In real RNA-seq data from TCGA representing 682 invasive ductal carcinoma cases, the algorithm picked up 229 exon-skipping events that coincided with patient survival times in two or more of the invasive ductal carcinoma subgroups.
The exon-skipping events within that set were enriched for isoforms representing genes with possible roles in cancer, he explained, such as transcription factor genes or genes from DNA damage response, oxidative stress, or apoptosis pathways.
While not all of the genes are expected to contribute to cancer directly, the researchers believe altered splicing events will provide clues to the tumor's biology or its potential vulnerabilities.
Jun Yao, a neuro-oncology researcher at the University of Texas MD Anderson Cancer Center who was not involved in the study, noted that it will be useful to begin teasing apart the biological consequences of the altered genes affected by exon-skipping in the analysis.
Yao, who has studied tumor-specific isoforms and alternative splicing in cancer in the past, called SURVIV "an interesting, novel approach" for using sequencing data to predict cancer patient survival. Still, he noted that additional validation and follow-up functional studies are needed to tease out any exon-skipping associations detected by chance.

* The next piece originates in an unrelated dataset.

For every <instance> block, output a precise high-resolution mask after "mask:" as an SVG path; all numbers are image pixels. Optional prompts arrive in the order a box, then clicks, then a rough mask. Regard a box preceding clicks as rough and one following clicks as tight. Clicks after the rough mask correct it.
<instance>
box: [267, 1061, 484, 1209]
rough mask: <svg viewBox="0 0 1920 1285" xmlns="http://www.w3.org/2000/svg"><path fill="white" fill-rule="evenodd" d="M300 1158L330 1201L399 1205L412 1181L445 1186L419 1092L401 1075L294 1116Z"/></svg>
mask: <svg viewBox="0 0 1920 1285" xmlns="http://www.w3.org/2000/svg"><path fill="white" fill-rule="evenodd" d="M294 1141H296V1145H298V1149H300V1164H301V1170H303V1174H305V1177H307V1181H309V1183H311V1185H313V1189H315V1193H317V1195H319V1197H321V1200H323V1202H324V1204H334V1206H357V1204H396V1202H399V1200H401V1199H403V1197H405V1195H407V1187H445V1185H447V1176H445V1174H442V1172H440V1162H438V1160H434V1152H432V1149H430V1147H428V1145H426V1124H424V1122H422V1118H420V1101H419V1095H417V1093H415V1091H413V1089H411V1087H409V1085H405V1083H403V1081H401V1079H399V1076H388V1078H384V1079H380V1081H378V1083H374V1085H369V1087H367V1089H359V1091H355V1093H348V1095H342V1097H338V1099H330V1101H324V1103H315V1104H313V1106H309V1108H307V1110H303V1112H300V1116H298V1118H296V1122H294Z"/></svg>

Along with biological clues, the team hopes that such isoform ratio analyses may yield smaller sets of candidate splicing markers with potential prognostic value. In the breast cancer data, the group found that it could cluster samples into high and low survival groups with different SURVIV-based exon-skipping profiles or use specific exon-skipping events to classify tumors.
Through a network analysis that included splicing regulators, the researchers also identified three splicing factors that appear to regulate at least 84 of the survival-associated exon events identified by SURVIV in breast cancer, including a splicing factor called TRA2B that was previously detected at higher-than-usual levels in some breast cancers. Levels of each splicing factor tended to rise in tumors from patients with poorer survival outcomes.

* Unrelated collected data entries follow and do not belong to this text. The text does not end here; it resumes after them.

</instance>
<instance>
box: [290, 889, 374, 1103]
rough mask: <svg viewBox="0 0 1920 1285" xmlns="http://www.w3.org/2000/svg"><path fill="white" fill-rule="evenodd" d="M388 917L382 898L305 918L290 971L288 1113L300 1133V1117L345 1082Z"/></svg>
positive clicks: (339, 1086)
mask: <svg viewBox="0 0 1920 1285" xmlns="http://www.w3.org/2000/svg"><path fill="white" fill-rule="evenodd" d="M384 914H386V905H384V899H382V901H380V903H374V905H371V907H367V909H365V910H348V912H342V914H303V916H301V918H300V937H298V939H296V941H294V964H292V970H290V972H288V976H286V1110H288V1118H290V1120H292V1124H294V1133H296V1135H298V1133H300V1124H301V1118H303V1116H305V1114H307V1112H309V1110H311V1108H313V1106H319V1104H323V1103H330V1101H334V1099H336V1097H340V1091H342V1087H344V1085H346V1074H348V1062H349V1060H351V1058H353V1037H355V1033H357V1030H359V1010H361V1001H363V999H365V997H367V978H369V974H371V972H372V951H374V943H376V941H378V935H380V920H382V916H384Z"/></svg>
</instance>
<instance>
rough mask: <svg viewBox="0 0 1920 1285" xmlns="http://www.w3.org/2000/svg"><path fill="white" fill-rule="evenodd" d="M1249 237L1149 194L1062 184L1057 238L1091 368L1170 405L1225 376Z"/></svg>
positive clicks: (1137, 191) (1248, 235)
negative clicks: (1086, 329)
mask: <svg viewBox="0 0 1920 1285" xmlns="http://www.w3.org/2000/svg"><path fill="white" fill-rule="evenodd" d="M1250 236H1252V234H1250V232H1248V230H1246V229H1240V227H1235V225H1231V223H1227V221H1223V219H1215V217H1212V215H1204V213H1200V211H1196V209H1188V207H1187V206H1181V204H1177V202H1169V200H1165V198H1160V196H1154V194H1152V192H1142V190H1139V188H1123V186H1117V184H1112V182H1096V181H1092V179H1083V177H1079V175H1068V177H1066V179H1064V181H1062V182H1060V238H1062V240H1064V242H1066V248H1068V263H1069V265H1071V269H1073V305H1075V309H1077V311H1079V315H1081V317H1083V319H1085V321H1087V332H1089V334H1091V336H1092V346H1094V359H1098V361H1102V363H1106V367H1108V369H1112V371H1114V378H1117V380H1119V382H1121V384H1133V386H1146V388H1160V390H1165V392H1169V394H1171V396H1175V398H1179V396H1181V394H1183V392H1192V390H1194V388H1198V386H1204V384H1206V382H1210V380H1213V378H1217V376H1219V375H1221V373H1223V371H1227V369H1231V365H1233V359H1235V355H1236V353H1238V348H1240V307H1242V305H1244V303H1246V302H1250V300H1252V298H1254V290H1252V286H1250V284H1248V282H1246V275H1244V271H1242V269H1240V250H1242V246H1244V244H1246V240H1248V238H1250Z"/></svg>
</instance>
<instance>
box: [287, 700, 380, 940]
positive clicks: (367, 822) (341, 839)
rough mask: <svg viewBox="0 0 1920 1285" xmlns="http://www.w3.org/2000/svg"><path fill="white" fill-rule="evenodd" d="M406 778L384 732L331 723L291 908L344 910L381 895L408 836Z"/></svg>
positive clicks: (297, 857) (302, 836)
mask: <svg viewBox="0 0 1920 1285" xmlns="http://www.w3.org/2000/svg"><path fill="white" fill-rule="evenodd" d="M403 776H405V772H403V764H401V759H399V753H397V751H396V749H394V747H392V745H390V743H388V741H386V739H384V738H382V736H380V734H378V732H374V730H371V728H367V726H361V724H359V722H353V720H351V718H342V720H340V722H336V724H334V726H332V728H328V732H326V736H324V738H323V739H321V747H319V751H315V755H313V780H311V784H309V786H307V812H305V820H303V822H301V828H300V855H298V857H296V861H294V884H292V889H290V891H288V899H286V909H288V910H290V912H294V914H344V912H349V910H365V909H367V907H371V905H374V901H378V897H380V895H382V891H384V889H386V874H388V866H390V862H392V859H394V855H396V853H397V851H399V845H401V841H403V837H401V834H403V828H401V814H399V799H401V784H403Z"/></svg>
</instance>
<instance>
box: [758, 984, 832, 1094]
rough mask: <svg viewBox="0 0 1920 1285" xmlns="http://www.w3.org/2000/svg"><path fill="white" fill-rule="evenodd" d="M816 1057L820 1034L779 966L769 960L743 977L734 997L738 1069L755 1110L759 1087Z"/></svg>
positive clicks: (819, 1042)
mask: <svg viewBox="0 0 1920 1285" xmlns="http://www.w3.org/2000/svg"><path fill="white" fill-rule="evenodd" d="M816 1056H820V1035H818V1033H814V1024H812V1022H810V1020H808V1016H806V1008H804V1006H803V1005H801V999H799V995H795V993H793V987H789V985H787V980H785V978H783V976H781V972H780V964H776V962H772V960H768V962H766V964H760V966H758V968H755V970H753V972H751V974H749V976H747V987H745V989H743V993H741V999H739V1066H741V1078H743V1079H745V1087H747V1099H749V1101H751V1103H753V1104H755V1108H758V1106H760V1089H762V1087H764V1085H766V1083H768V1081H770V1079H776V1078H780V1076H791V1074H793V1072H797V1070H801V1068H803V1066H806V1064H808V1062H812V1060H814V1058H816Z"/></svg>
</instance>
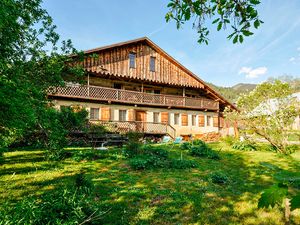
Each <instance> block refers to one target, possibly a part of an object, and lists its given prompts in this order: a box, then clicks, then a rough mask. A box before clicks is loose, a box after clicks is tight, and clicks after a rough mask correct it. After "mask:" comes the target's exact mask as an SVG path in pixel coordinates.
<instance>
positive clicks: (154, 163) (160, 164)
mask: <svg viewBox="0 0 300 225" xmlns="http://www.w3.org/2000/svg"><path fill="white" fill-rule="evenodd" d="M129 165H130V167H131V168H132V169H135V170H144V169H154V168H163V167H166V165H167V160H164V159H162V158H160V157H158V156H155V155H140V156H136V157H134V158H132V159H130V160H129Z"/></svg>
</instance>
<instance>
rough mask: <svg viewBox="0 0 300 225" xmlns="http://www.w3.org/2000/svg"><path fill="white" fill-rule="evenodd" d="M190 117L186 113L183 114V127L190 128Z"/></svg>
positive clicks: (181, 121)
mask: <svg viewBox="0 0 300 225" xmlns="http://www.w3.org/2000/svg"><path fill="white" fill-rule="evenodd" d="M188 125H189V123H188V115H187V114H185V113H182V114H181V126H188Z"/></svg>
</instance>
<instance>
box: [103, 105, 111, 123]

Somewhat unexpectedly, Xing said, he and his team found that the SURVIV-based exon-skipping analyses predicted survival times more accurately than gene expression data alone in breast cancer but also in five other cancer types with available TCGA RNA-seq data: lower-grade glioma, glioblastoma multiforme, kidney renal clear cell carcinoma, lung squamous cell carcinoma, and ovarian serous cystadenocarcinoma.
The team suspects samples with poor sequence quality or RNA degradation might skew the gene expression patterns slightly, altering survival prediction accuracy, while the inclusion of at least two alternative transcript isoforms from each gene might act as an internal control in the isoform ratio-based analysis. Still, Xing noted that they have not ruled out possible biological reasons for the survival prediction differences.

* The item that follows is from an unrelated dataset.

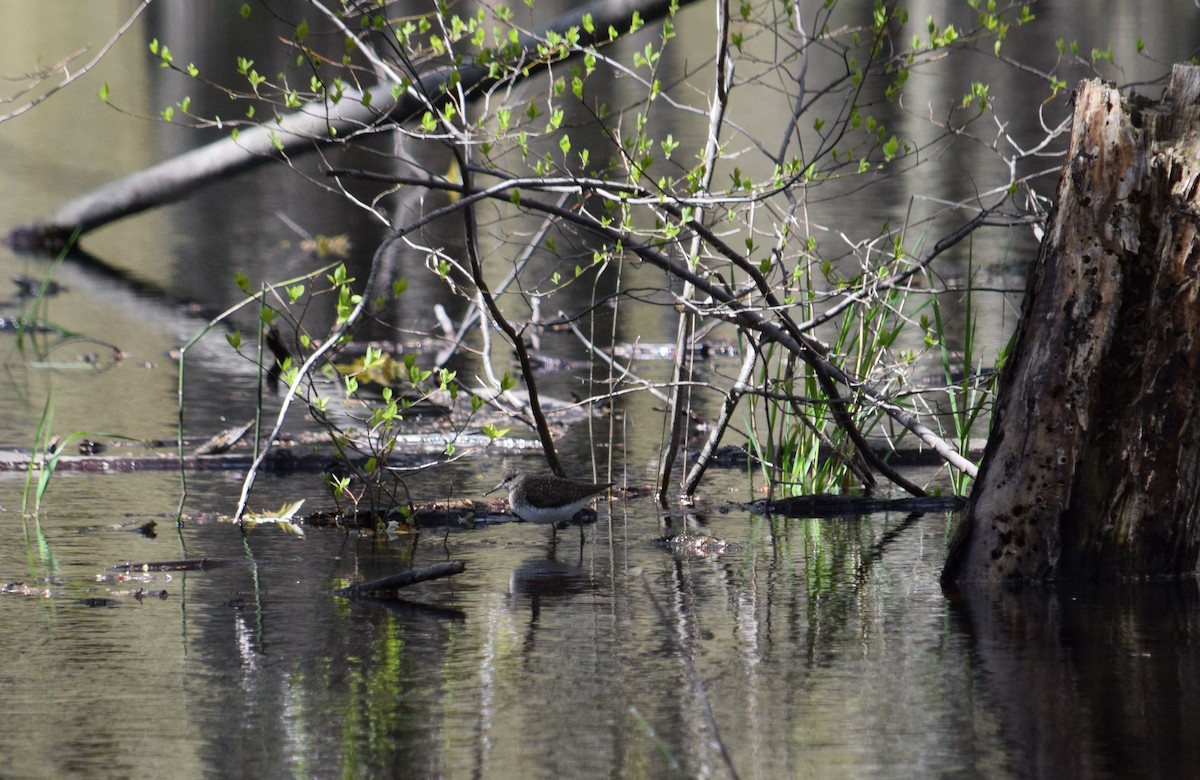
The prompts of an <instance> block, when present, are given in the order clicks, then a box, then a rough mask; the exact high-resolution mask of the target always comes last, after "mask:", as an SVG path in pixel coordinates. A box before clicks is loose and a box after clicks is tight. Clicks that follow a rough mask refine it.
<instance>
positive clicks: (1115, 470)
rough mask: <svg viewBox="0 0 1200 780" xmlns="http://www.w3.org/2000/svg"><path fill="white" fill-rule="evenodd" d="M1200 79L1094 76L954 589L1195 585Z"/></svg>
mask: <svg viewBox="0 0 1200 780" xmlns="http://www.w3.org/2000/svg"><path fill="white" fill-rule="evenodd" d="M1198 188H1200V68H1195V67H1183V66H1176V67H1175V70H1174V73H1172V78H1171V82H1170V85H1169V86H1168V89H1166V91H1165V92H1164V95H1163V97H1162V100H1160V101H1159V102H1157V103H1152V102H1147V101H1145V100H1140V98H1130V100H1126V98H1122V96H1121V95H1120V94H1118V92H1117V91H1116V90H1115V89H1112V88H1111V86H1108V85H1104V84H1100V83H1098V82H1085V83H1084V84H1082V85H1081V86H1080V89H1079V91H1078V94H1076V97H1075V116H1074V126H1073V131H1072V138H1070V148H1069V152H1068V158H1067V163H1066V166H1064V168H1063V172H1062V176H1061V179H1060V182H1058V192H1057V203H1056V206H1055V210H1054V214H1052V215H1051V220H1050V224H1049V227H1048V232H1046V235H1045V238H1044V240H1043V242H1042V248H1040V252H1039V254H1038V259H1037V264H1036V266H1034V269H1033V272H1032V277H1031V283H1030V289H1028V292H1027V293H1026V301H1025V311H1024V313H1022V318H1021V325H1020V329H1019V332H1018V337H1016V342H1015V348H1014V352H1013V355H1012V358H1010V360H1009V364H1008V365H1007V366H1006V370H1004V376H1003V379H1002V382H1001V388H1000V394H998V397H997V406H996V409H995V415H994V421H992V433H991V437H990V439H989V443H988V449H986V451H985V454H984V461H983V464H982V467H980V470H979V476H978V479H977V481H976V486H974V490H973V492H972V496H971V500H970V503H968V506H967V511H966V512H965V516H964V520H962V522H961V523H960V526H959V527H958V528H956V529H955V534H954V538H953V539H952V544H950V553H949V559H948V562H947V565H946V569H944V571H943V575H942V577H943V582H946V583H952V582H965V581H992V582H1003V581H1014V580H1016V581H1049V580H1056V578H1126V577H1152V576H1170V575H1181V574H1192V572H1194V571H1195V568H1196V559H1198V554H1200V530H1198V529H1200V229H1198V228H1200V193H1198Z"/></svg>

He said the team is interested in exploring collaborations with other groups to get a hold of samples in additional cancer types, with an eye to ultimately commercializing predictive tests that center on SURVIV.
"One of the outcomes could be what we're looking at in this work, which is the survival time," he explained. "The other thing that interests us is using these kinds of molecular signatures to predict response to therapies. I think that would have a lot of clinical and also commercial interest."
Though the current analysis centered on exon skipping and inclusion, Xing said the SURVIV approach is designed to pick up all types of alternative splicing events — from alternative 5' or 3' splice sites to aberrant intron retention — across a broad range of cancer types assessed by RNA-seq.
"For this work we were only looking at exon skipping and inclusion, but the underlying statistical model actually applies to any type of splicing event. That's what we're looking at now," Xing said. He noted that the group is also working on a new approach to incorporate clinical variables beyond survival time into the model.